The building was used primarily for performing temple ordinances. From 1857 to 1876 the baptismal font was used to perform 134,053 baptisms for the dead. Between 1855 and 1884 54,170 persons received their washings and anointings and endowments. Between 1855 and 1889 68,767 couples were sealed in marriage—31,052 for the living and 37,715 for the dead.

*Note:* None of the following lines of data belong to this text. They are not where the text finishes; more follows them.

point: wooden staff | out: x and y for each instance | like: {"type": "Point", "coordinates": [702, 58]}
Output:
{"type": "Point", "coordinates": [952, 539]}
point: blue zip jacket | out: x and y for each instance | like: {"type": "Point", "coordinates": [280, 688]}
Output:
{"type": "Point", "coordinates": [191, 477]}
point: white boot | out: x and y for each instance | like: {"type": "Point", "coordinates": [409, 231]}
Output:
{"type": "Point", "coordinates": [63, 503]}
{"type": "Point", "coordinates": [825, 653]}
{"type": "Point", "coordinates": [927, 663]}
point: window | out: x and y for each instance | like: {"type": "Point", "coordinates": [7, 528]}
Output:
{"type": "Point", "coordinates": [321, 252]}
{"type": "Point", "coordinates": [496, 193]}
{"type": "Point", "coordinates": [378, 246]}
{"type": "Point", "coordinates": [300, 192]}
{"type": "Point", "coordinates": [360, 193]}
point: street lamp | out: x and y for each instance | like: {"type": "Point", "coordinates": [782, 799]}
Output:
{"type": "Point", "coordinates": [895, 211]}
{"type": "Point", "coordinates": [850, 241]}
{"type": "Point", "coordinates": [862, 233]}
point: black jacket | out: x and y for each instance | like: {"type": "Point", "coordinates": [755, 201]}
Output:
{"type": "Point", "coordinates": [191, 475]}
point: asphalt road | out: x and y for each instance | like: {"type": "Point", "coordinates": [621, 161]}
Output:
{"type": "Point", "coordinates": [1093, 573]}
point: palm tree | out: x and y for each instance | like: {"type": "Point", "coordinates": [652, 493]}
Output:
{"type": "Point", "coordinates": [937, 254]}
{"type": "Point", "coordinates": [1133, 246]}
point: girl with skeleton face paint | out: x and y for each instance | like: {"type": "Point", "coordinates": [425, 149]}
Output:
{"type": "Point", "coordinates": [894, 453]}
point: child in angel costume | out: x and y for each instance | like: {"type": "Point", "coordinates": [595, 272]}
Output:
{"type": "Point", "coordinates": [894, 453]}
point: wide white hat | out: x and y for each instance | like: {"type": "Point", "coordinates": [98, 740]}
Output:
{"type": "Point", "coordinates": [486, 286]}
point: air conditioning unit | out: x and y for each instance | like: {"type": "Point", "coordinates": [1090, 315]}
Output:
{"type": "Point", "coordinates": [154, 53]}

Mormons did not consider the Endowment House a temple, so they did not perform all temple ordinances in it. Brigham Young explained, “We can, at the present time, go into the Endowment House and be baptized for our dead, receive our washings and anointings, etc....We also have the privilege of sealing women to men without a Temple....but when we come to other sealing ordinances, ordinances pertaining to the holy Priesthood, to connect the chain of the Priesthood from father Adam until now, by sealing children to their parents, being sealed for our forefathers, etc., they cannot be done without a temple” (Journal of Discourses, 16:185). Hence, there were no sealing of children nor endowments for the dead performed in the Endowment House. These ordinances were first administered in Utah’s first temple, in St. George, in 1877.

It was also used for other purposes, including prayer circles, setting apart and instructing missionaries before their departure, as well as meetings of the various church leaders, such as the First Presidency and Quorum of the Twelve Apostles.